Numerical algorithms have two kinds of costs: arithmetic and communication, by which we mean either moving data between levels of a memory hierarchy (in the sequential case) or over a network connecting processors (in the parallel case). Communication costs often dominate arithmetic costs, so it is of interest to design algorithms minimizing communication. In this paper we first extend known lower bounds on the communication cost (both for bandwidth and for latency) of conventional (O(n3)) matrix multiplication to Cholesky, which is used for solving dense symmetric positive definite linear systems. Second, we compare the cost of various Cholesky implementations to this lower bound, and draw the following conclusions:

(1) "Naïve" sequential algorithms for Cholesky attain neither the bandwidth nor latency lower bounds.

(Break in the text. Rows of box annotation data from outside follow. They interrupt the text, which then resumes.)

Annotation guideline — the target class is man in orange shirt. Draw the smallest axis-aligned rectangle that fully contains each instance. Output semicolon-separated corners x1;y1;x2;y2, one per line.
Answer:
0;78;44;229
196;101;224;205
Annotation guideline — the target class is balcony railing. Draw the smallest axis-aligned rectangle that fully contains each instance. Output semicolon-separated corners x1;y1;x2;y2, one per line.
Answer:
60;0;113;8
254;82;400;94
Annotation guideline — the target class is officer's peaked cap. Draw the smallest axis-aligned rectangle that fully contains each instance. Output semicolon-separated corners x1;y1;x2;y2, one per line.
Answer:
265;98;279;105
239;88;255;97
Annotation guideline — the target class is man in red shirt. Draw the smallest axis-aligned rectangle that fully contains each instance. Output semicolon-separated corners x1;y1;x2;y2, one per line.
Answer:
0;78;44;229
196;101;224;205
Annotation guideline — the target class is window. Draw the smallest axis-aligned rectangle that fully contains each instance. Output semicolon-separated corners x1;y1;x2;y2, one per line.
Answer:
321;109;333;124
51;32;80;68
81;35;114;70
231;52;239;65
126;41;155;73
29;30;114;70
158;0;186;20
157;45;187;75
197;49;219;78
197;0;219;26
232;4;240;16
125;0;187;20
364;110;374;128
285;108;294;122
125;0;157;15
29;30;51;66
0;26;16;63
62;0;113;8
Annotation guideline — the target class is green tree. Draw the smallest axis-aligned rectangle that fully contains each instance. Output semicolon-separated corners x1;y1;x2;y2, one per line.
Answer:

(2) The sequential blocked algorithm in LAPACK (with the right block size), as well as various recursive algorithms [AP00, GJ01, AGW01, ST04], and one based on work of Toledo [Tol97], can attain the bandwidth lower bound.

(3) The LAPACK algorithm can also attain the latency bound if used with blocked data structures rather than column-wise or row-wise matrix data structures, though the Toledo algorithm cannot.

(4) The recursive sequential algorithm due to [AP00] attains the bandwidth and latency lower bounds at every level of a multi-level memory hierarchy, in a "cache-oblivious" way.

(5) The parallel implementation of Cholesky in the ScaLAPACK library (again with the right block-size) attains both the bandwidth and latency lower bounds to within a poly-logarithmic factor.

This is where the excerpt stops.